Department of Chemistry, University of Cambridge, Cambridge, CB2 1EW, UK.
Instituto de Tecnologia Química e Biológica António Xavier, Universidade Nova de Lisboa, Av. da República, 2780-157, Oeiras, Portugal.
Angew Chem Int Ed Engl. 2019 Mar 26;58(14):4601-4605. doi: 10.1002/anie.201814419. Epub 2019 Feb 22.
The integration of enzymes with synthetic materials allows efficient electrocatalysis and production of solar fuels.

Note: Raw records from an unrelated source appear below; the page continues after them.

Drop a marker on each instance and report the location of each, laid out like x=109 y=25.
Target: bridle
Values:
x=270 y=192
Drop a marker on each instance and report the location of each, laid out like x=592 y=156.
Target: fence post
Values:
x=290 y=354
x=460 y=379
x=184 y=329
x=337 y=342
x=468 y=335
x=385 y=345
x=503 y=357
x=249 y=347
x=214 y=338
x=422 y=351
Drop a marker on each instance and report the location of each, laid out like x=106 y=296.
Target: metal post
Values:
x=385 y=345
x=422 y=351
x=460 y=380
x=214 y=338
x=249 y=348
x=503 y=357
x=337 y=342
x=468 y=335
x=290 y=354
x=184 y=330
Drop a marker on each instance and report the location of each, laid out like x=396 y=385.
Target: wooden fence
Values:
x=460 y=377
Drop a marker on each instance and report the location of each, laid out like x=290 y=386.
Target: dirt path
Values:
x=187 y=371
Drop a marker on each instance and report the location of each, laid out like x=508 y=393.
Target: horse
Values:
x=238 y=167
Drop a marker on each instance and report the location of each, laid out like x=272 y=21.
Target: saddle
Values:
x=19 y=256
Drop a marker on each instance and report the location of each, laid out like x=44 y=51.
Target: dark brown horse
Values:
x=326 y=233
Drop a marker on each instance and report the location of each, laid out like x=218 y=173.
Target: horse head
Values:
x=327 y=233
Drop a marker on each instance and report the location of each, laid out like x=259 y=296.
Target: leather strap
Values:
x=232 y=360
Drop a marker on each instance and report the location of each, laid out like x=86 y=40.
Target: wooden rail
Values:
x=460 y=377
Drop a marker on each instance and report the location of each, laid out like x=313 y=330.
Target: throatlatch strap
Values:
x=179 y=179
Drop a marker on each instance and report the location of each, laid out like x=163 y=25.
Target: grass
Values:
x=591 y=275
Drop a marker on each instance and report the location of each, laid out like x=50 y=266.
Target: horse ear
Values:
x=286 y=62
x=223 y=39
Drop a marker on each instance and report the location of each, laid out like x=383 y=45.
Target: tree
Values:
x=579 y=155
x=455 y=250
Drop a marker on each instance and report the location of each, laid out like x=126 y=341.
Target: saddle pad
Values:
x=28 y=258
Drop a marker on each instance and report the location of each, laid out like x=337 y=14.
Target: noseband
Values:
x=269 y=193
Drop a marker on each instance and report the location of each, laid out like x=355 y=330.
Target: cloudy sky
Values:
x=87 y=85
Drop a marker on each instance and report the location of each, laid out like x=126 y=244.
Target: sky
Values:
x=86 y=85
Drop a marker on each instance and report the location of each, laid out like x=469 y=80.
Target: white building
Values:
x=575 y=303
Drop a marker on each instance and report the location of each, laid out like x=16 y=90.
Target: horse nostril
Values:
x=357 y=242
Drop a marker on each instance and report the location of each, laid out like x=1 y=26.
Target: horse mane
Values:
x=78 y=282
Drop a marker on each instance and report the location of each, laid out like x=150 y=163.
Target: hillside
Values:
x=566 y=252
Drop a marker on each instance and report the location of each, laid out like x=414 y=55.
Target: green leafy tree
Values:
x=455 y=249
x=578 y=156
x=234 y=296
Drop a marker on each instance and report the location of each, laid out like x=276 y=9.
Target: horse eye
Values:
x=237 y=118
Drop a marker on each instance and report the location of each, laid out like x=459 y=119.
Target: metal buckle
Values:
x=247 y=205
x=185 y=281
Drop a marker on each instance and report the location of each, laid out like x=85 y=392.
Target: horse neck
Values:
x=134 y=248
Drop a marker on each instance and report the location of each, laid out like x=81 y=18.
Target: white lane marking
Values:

Here, we couple formate dehydrogenase (FDH) from Desulfovibrio vulgaris Hildenborough (DvH) to metal oxides for catalytic CO reduction and report an in-depth study of the resulting enzyme-material interface. Protein film voltammetry (PFV) demonstrates the stable binding of FDH on metal-oxide electrodes and reveals the reversible and selective reduction of CO to formate. Quartz crystal microbalance (QCM) and attenuated total reflection infrared (ATR-IR) spectroscopy confirm a high binding affinity for FDH to the TiO surface. Adsorption of FDH on dye-sensitized TiO allows for visible-light-driven CO reduction to formate in the absence of a soluble redox mediator with a turnover frequency (TOF) of 11±1 s . The strong coupling of the enzyme to the semiconductor gives rise to a new benchmark in the selective photoreduction of aqueous CO to formate.
酶与合成材料的结合可实现高效电催化和太阳能燃料的生产。在这里,我们将来自脱硫弧菌(Desulfovibrio vulgaris Hildenborough,DvH)的甲酸脱氢酶(FDH)与金属氧化物结合,用于催化 CO 还原,并对所得的酶-材料界面进行了深入研究。蛋白膜伏安法(PFV)证明了 FDH 在金属氧化物电极上的稳定结合,并揭示了 CO 向甲酸的可逆和选择性还原。石英晶体微天平(QCM)和衰减全反射红外(ATR-IR)光谱证实了 FDH 与 TiO 表面的高结合亲和力。FDH 在染料敏化 TiO 上的吸附可在没有可溶性氧化还原介体的情况下实现可见光驱动的 CO 还原为甲酸,其周转频率(TOF)为 11±1 s 。酶与半导体的强耦合为水相 CO 的选择性光还原为甲酸提供了一个新的基准。